XML 30 R9.htm IDEA: XBRL DOCUMENT v3.3.0.814
Impairment of Long-Lived Assets
3 Months Ended
Aug. 31, 2015
Impairment of Long-Lived Assets

NOTE C – Impairment of Long-Lived Assets

We review the carrying value of our long-lived assets, including intangible assets with finite useful lives, for impairment whenever events or changes in circumstances indicate that the carrying value of an asset or asset group may not be recoverable.

Impairment testing involves a comparison of the sum of the undiscounted future cash flows of the asset or asset group to its respective carrying amount. If the sum of the undiscounted future cash flows exceeds the carrying amount, then no impairment exists.
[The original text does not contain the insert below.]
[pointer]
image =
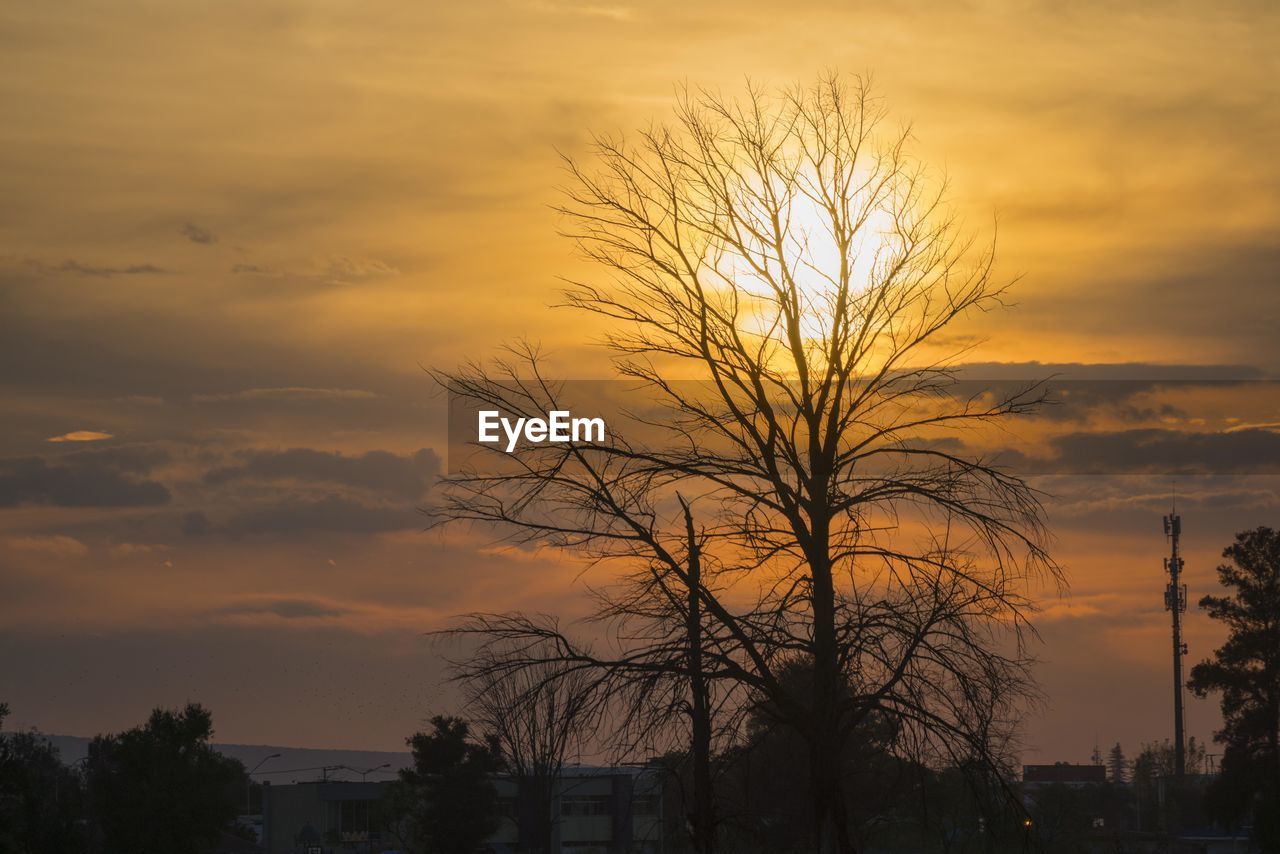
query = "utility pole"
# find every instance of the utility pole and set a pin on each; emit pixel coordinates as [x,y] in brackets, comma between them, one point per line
[1175,602]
If the carrying amount exceeds the sum of the undiscounted future cash flows, then a second step is performed to determine the amount of impairment, which would be recorded as an impairment charge in our consolidated statements of earnings.
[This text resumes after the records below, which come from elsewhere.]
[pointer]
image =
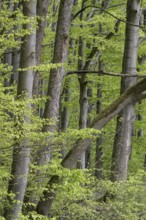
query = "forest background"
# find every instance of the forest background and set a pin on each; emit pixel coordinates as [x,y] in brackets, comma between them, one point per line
[72,93]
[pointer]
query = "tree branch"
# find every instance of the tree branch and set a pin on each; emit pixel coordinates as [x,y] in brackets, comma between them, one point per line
[100,73]
[107,12]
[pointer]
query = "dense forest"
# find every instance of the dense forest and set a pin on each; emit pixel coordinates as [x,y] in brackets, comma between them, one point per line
[72,109]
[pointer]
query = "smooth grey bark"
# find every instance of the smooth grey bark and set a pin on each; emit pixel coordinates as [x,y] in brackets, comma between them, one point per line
[98,156]
[42,10]
[21,151]
[122,140]
[132,95]
[83,101]
[55,85]
[56,75]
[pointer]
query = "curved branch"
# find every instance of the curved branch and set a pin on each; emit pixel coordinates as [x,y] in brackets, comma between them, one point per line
[100,73]
[107,12]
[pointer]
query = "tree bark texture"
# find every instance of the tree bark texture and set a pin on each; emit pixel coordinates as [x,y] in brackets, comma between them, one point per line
[56,75]
[122,140]
[132,95]
[21,151]
[55,85]
[42,10]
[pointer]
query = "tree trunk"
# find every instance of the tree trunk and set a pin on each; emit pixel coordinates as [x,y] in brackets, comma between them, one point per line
[21,151]
[42,10]
[55,86]
[56,76]
[132,95]
[122,140]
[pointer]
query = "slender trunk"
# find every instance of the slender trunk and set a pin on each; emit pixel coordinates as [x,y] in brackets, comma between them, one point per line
[56,75]
[122,141]
[132,95]
[54,87]
[21,151]
[42,10]
[98,161]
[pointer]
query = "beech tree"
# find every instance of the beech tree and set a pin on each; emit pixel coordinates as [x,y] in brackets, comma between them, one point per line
[83,51]
[21,149]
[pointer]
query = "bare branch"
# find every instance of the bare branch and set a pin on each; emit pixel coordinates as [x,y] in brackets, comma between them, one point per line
[101,73]
[107,12]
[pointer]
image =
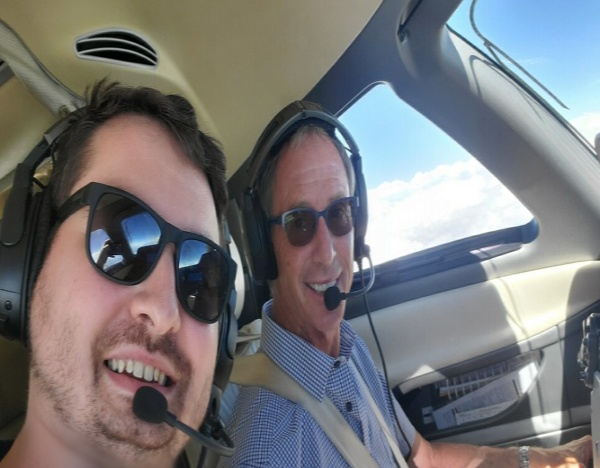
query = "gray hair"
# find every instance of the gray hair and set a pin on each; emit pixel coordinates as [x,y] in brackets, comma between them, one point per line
[267,178]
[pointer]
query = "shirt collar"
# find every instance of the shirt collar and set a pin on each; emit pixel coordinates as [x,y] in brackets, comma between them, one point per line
[309,366]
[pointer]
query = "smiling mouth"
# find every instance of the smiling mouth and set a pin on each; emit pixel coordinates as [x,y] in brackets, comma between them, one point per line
[320,287]
[138,371]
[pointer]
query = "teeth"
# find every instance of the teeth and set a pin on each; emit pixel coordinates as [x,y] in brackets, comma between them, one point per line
[148,373]
[321,287]
[138,370]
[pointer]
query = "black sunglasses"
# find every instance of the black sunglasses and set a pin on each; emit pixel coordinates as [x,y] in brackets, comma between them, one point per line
[300,224]
[125,238]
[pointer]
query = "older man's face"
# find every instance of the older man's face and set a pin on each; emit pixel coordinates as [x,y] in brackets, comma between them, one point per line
[80,320]
[312,175]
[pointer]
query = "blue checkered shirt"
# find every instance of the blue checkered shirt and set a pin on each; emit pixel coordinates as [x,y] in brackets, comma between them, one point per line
[271,431]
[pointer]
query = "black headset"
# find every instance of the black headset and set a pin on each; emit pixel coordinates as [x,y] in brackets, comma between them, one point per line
[24,234]
[258,232]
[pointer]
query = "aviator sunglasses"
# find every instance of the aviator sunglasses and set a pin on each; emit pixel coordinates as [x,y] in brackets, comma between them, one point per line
[300,224]
[124,241]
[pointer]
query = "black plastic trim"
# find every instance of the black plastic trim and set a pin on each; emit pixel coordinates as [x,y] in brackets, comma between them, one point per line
[5,72]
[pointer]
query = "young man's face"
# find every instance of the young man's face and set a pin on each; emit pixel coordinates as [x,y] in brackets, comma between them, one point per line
[80,320]
[310,175]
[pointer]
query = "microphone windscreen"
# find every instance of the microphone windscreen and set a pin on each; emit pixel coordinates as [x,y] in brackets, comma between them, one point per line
[150,405]
[333,297]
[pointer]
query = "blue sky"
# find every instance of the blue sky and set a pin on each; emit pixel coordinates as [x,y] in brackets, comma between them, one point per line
[424,189]
[558,43]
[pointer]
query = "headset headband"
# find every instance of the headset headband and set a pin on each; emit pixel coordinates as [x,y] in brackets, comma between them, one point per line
[287,121]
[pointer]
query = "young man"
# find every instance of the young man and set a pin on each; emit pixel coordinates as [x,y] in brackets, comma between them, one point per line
[309,182]
[120,302]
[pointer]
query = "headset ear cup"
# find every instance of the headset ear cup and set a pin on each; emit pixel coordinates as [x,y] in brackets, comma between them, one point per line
[40,226]
[258,235]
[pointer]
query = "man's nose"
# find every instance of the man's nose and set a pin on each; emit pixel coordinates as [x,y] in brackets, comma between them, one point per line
[155,301]
[323,251]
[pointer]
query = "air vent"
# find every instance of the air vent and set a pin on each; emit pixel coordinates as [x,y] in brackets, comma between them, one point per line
[117,46]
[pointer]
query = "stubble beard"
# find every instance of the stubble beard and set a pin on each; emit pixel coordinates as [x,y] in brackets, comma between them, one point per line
[97,421]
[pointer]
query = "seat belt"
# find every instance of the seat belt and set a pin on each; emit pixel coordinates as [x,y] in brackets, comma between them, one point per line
[259,370]
[384,427]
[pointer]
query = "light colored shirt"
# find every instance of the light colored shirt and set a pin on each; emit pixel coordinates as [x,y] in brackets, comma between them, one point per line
[271,431]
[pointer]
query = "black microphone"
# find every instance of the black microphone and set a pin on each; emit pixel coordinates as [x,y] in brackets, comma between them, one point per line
[151,406]
[333,296]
On March 24, 2015, the Company announced its decision to close its Engineered Cabs facility in Florence, South Carolina. During the first quarter of fiscal 2016, management finalized its plan to close the facility and transfer the majority of the business to its Engineered Cabs facility in Greeneville, Tennessee. Certain machinery and equipment will be transferred to the Greeneville facility to support higher volume and the remaining long-lived assets will be liquidated. For the assets to be liquidated, this represents a change in intended use. As a result, management evaluated the recoverability of these assets and determined that long-lived assets with a carrying value of $4,059,000 were no longer recoverable and were in fact impaired. As a result, these long-lived assets were written down to their estimated fair value of $1,059,000 resulting in an impairment charge of $3,000,000 during the three months ended August 31, 2015. The Company ceased production at the Florence facility on September 30, 2015.

As a result of the substantial fall in oil prices, management determined that the long-lived assets related to its oil and gas equipment business in Pressure Cylinders might be impaired. However, the Company’s estimate of the undiscounted future cash flows for each of its five oil and gas equipment facilities indicated that the carrying amounts were expected to be recovered. The estimated undiscounted future cash flows for each plant were significantly higher than their respective carrying values except for the Garden City, Kansas, location, which had total long-lived assets of $36,687,000 at August 31, 2015. The estimated undiscounted future cash flows for this location exceeded book value by less than 5%. It is possible that in the future the estimate of undiscounted cash flows may change resulting in the need to write down these assets to fair value.